Bed Bath & Beyond fell 39% to 18 cents per share after the home goods group filed for Chapter 11 bankruptcy protection on Sunday.
U.S. government debt edged higher on Monday, pushing yields on interest-rate-sensitive two-year securities treasures down 0.04 percentage point to 4.14% and the yield on the benchmark 10-year note down 0.06 percentage point to 3.51%.

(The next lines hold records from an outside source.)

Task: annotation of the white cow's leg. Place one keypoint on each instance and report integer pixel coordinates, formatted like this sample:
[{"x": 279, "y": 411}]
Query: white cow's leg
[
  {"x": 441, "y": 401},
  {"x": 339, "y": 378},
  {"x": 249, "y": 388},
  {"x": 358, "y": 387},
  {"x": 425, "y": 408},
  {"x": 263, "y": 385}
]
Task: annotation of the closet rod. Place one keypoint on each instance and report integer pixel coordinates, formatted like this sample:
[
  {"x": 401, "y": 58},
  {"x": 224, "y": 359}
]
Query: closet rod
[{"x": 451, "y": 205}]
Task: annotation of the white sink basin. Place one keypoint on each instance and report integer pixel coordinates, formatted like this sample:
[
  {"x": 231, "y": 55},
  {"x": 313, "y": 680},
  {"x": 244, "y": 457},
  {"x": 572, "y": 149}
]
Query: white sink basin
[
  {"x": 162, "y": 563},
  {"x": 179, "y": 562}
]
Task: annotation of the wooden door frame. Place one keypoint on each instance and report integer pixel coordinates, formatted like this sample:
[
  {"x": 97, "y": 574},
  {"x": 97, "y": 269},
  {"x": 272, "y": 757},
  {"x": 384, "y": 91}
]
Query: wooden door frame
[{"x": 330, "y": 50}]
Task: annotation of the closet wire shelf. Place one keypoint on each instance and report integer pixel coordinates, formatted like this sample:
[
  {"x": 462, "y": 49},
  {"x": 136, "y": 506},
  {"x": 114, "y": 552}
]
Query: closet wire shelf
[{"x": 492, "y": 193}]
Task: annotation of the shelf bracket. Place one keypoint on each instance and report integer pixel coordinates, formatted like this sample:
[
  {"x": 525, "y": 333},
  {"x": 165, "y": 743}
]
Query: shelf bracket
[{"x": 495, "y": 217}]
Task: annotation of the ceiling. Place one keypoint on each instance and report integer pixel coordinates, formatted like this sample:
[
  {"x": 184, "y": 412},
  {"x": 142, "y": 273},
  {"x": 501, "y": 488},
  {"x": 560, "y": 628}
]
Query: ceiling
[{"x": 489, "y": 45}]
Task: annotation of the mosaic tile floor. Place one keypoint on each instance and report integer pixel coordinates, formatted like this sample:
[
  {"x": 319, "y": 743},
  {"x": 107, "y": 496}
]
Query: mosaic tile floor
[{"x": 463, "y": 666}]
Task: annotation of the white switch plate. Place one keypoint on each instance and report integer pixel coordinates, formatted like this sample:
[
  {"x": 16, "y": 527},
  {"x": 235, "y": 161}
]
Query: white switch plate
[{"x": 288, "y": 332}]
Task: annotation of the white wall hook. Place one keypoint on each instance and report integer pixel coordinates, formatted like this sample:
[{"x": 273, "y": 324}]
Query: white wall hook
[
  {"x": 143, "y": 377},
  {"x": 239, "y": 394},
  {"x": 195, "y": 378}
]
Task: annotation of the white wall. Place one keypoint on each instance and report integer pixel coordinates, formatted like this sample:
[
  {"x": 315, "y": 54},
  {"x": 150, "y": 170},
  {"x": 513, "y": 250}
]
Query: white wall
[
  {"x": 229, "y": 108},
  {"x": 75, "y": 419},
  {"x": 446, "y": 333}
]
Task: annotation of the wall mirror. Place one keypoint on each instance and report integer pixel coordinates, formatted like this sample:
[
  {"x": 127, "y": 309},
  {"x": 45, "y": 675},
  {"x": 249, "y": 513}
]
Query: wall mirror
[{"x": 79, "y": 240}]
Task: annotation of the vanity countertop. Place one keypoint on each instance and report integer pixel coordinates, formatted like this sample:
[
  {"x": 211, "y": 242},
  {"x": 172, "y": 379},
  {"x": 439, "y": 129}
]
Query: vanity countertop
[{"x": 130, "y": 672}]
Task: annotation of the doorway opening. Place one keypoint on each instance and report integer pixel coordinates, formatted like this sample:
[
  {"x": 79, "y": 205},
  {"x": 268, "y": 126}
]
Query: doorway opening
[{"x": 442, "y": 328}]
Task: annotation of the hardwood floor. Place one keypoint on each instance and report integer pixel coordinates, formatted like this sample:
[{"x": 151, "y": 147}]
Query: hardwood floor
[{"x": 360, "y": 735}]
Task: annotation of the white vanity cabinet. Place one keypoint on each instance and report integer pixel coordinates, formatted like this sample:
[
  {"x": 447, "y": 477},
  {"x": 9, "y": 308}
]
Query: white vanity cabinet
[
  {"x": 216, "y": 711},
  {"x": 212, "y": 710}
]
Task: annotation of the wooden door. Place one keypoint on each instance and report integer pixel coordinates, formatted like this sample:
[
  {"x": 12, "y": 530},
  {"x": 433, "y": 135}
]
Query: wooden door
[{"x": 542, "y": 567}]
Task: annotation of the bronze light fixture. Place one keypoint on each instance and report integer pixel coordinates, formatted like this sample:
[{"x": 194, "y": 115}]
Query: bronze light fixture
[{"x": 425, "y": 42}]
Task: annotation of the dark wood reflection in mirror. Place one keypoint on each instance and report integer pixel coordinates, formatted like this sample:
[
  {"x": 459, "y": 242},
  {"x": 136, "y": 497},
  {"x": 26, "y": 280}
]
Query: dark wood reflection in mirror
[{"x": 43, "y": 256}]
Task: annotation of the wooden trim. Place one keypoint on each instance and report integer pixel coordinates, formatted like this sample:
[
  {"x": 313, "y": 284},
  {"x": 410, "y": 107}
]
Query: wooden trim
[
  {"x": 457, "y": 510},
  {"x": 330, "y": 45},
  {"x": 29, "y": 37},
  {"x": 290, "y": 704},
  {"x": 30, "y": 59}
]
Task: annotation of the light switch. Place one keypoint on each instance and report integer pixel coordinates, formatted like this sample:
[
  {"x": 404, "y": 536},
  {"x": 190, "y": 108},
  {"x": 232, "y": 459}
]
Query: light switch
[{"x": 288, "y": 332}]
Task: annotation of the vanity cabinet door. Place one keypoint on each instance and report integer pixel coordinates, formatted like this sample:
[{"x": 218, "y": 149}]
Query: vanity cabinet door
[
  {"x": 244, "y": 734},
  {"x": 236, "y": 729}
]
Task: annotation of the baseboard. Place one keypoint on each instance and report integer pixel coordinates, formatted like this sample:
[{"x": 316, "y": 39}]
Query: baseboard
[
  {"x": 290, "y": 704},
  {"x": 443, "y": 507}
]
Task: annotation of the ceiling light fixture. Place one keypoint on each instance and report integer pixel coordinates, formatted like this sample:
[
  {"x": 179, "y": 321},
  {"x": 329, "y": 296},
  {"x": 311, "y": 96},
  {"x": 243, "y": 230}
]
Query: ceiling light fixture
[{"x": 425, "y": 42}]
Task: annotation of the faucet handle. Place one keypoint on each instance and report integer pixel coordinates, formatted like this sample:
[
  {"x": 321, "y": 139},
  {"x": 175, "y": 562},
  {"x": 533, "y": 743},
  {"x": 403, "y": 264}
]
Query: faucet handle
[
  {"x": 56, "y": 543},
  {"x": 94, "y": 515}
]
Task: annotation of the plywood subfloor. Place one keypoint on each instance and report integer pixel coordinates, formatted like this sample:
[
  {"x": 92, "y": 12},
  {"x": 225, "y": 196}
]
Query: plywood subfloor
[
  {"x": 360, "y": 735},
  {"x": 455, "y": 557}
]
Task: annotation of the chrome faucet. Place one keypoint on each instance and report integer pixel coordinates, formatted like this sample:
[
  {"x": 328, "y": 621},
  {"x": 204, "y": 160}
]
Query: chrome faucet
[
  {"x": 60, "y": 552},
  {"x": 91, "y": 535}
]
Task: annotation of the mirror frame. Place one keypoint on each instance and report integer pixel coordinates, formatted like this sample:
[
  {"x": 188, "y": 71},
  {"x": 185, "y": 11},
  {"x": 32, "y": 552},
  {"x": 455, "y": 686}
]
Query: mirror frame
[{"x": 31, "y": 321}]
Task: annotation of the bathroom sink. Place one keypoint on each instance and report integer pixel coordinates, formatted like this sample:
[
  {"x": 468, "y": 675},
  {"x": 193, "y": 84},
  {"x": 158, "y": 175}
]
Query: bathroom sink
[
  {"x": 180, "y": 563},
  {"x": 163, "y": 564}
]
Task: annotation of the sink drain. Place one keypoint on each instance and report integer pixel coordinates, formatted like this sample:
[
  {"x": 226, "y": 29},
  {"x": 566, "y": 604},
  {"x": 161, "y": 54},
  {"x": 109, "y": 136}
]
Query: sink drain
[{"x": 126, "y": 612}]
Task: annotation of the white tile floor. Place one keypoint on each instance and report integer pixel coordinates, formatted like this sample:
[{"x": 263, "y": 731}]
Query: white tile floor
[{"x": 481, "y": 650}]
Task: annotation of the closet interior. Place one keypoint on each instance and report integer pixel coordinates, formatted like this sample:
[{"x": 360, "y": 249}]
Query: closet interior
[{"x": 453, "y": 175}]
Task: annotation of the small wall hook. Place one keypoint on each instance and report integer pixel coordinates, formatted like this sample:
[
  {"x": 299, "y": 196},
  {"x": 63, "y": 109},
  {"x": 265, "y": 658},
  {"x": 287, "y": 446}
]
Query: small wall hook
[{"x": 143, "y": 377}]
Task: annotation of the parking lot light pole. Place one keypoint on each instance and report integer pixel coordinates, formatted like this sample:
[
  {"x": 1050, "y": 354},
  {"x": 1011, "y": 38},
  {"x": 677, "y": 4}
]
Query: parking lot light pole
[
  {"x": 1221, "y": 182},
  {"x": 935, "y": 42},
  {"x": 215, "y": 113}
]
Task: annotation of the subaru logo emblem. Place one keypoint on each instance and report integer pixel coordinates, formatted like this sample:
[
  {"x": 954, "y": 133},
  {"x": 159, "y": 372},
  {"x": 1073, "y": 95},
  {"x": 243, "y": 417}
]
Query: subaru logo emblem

BMO strategists noted that volumes were just over half of recent averages. Movements are expected to remain subdued ahead of Thursday’s first-quarter gross domestic product numbers and closely watched inflation data on Friday.
The Federal Reserve is meeting next week to decide interest rate. Although a quarter-point hike is widely priced in, investors are looking beyond that to the potential for rate cuts later in the year.
An index measuring the strength of the dollar against a basket of six major currencies fell 0.3%.
China-related exchanges started the week on a high, with Hong Kong’s Hang Seng index down 0.6% and the Hang Seng Tech index shedding 0.2%, although it traded up to 1.1% earlier in the session.
A Bloomberg report last week suggested that US President Joe Biden was set to further restrict the ability of US companies to invest in critical parts of China’s economy – a move that would once again raise concerns about the effect of persistent geopolitical tensions between the two countries.
China’s CSI 300 fell 1.2%, dragged down by basic materials, real estate and consumer staples.
The regional Stoxx 600 in Europe and the FTSE 100 in London both fell less than 0.1%. The moves came when Credit Suisse announced it suffered 61.2 billion Swiss francs ($68.6 billion) in asset outflows in the first trimester. Shares of UBS, which agreed to take over Credit Suisse last month, rose 0.8%.